Background
risk_serial.py simulates a number of Risk battles. Risk® is a strategy board game in which players try to conquer the world by controlling territory groupings roughly corresponding to continents. A territory is conquered when an attacking player's armies defeat the armies currently occupying the territory.
While it's not necessary to understand the rules of the game to carry out this assignment, it may be useful to know that battles are conducted by rolling dice. An attacking player holding four or more armies may choose to roll up to three dice; a defending player holding two or more armies may choose to roll one or two dice. The number of allowed dice decreases for both players as the number of armies fall below these thresholds. Again, the details are unimportant for the purpose of this assignment but the rules are implemented in risk_serial.py. The outcome of a battle is determined by comparing rolls of the dice—the attacker’s highest roll vs the defender’s highest roll, then the attacker’s second highest roll vs the defender’s second highest roll; the defender wins ties. For example, if the attacker rolls [5, 3, 2] and the defender rolls [5, 2], then each player will lose one army (5 == 5, won by the defender, and 3 > 2, won by the attacker). Battles may continue until the defender has 0 armies, in which case the attacker has conquered the territory, or until the attacker has 1 army, in which case the attack has failed.

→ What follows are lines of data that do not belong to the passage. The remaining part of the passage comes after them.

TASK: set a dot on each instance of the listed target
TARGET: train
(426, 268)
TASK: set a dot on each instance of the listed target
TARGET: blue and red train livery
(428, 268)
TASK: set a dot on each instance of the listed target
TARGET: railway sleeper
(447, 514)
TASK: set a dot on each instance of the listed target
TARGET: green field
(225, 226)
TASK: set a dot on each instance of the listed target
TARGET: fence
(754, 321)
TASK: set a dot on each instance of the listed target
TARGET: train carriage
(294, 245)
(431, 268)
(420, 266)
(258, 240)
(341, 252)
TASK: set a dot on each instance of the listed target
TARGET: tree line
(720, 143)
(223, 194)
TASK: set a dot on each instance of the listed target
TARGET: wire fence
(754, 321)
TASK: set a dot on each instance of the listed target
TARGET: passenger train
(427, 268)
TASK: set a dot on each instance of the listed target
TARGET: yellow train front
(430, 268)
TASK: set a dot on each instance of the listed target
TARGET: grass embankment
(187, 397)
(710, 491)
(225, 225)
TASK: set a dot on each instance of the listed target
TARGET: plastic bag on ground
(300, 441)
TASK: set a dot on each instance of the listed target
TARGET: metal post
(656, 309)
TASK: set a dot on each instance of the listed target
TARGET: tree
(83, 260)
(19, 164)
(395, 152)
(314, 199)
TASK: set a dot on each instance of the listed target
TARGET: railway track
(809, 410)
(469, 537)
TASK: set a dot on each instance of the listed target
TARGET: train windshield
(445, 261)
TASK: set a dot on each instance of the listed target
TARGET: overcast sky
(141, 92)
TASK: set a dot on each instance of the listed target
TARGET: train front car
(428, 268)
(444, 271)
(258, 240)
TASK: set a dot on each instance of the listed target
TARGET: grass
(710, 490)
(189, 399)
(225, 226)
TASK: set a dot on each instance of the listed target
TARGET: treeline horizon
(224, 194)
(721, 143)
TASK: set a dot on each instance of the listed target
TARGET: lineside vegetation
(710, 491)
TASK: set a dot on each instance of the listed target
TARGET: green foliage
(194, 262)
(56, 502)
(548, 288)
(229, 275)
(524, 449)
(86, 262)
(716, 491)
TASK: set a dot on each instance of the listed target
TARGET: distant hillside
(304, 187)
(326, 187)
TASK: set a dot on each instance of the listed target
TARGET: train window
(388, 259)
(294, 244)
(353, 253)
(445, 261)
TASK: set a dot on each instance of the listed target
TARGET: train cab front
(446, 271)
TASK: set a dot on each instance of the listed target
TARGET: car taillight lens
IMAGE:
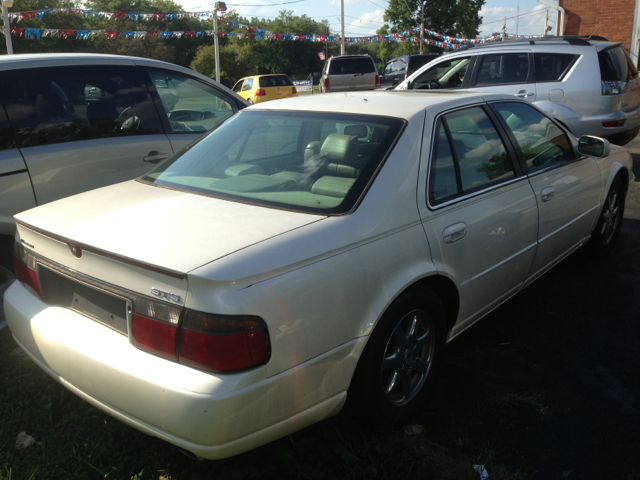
(613, 87)
(155, 327)
(616, 123)
(24, 263)
(223, 343)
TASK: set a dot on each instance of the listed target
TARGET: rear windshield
(615, 65)
(416, 62)
(351, 65)
(275, 81)
(301, 161)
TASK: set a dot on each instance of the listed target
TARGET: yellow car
(262, 88)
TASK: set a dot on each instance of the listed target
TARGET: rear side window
(351, 65)
(615, 65)
(65, 104)
(468, 156)
(542, 142)
(7, 141)
(503, 68)
(275, 81)
(553, 67)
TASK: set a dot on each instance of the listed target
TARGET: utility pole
(223, 8)
(342, 49)
(422, 28)
(7, 26)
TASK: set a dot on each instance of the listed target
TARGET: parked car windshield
(302, 161)
(351, 65)
(275, 81)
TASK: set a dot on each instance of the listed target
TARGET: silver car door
(479, 212)
(567, 187)
(510, 73)
(74, 139)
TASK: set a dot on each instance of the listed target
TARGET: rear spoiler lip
(104, 253)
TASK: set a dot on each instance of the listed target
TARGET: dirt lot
(550, 380)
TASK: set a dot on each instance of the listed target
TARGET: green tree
(450, 17)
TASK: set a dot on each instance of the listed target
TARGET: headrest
(340, 148)
(358, 131)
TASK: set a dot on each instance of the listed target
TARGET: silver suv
(75, 122)
(349, 73)
(588, 84)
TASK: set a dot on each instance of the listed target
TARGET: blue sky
(363, 17)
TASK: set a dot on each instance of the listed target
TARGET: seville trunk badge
(76, 250)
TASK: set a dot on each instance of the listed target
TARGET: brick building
(616, 20)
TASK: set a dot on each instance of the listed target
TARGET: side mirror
(593, 146)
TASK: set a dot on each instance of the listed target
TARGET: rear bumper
(213, 416)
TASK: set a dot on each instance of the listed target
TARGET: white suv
(588, 84)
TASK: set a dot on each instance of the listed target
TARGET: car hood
(174, 230)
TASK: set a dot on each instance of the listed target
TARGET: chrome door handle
(547, 194)
(155, 156)
(454, 232)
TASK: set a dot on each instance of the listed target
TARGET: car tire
(607, 230)
(397, 366)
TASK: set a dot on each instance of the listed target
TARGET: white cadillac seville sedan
(303, 251)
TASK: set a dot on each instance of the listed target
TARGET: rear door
(73, 141)
(567, 187)
(480, 213)
(511, 73)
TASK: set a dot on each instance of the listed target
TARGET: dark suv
(346, 73)
(399, 68)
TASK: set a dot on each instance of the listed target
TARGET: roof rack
(583, 40)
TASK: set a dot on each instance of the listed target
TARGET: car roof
(391, 103)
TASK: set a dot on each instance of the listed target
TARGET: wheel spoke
(392, 361)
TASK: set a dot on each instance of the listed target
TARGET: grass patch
(74, 440)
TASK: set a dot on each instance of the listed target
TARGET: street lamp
(7, 27)
(218, 7)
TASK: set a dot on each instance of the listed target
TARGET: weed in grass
(76, 441)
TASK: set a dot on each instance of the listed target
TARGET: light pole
(7, 27)
(222, 7)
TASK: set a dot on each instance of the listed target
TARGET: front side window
(503, 68)
(301, 161)
(468, 156)
(248, 85)
(65, 104)
(191, 105)
(446, 74)
(541, 141)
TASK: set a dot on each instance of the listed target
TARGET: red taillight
(25, 266)
(616, 123)
(155, 336)
(221, 343)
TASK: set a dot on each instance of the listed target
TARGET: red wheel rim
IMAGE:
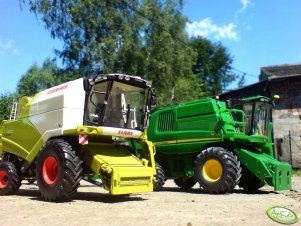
(50, 172)
(3, 179)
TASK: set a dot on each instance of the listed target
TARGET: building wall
(287, 119)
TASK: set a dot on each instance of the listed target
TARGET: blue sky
(256, 32)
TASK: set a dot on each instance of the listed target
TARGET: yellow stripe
(185, 141)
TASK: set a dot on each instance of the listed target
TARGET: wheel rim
(212, 170)
(50, 170)
(3, 179)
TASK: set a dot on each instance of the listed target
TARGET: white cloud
(245, 4)
(8, 46)
(207, 28)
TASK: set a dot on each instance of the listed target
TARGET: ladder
(13, 113)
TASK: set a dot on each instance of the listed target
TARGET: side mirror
(86, 84)
(153, 99)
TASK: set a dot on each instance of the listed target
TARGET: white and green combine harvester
(83, 129)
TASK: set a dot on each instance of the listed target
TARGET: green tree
(212, 65)
(6, 101)
(38, 78)
(145, 38)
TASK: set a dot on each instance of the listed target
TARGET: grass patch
(297, 172)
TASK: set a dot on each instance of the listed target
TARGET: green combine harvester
(218, 144)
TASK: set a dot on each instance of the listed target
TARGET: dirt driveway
(94, 206)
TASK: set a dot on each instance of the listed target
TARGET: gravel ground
(94, 206)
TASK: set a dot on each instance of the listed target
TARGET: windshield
(116, 104)
(261, 119)
(257, 122)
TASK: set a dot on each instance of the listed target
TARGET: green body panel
(20, 138)
(267, 169)
(182, 131)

risk_serial.py takes a command line argument to determine the number of simulations to carry out. Each simulation starts with both players holding 10,000 armies and proceeds until one player is unable to continue. Because the program takes a command line argument, you must invoke it from the command line. For example, python risk_serial.py 50 carries out 50 simulations then prints the mean, standard deviation and median of the number of attacking armies remaining when the defender has none. It also prints the time taken by the simulations.
Procedure
Your task is to parallelize risk_serial.py. Create two programs, one using threads (risk_thr.py) and one using multiple processes (risk_mp.py). For the threads program, fork a separate thread for each simulation. Rather than returning the result from run_simulations() you should put it in a queue. You will have to join the threads—queue.task_done(), needed for queue.join(), is used by consumers to indicate they have finished processing items taken from the queue. run_simulation(), though, is a producer that puts an item in the queue.
One problem you will face is that the statistics functions don't work on a queue. So you have to get() the items from the queue and put them in a list in order to print the simulation statistics.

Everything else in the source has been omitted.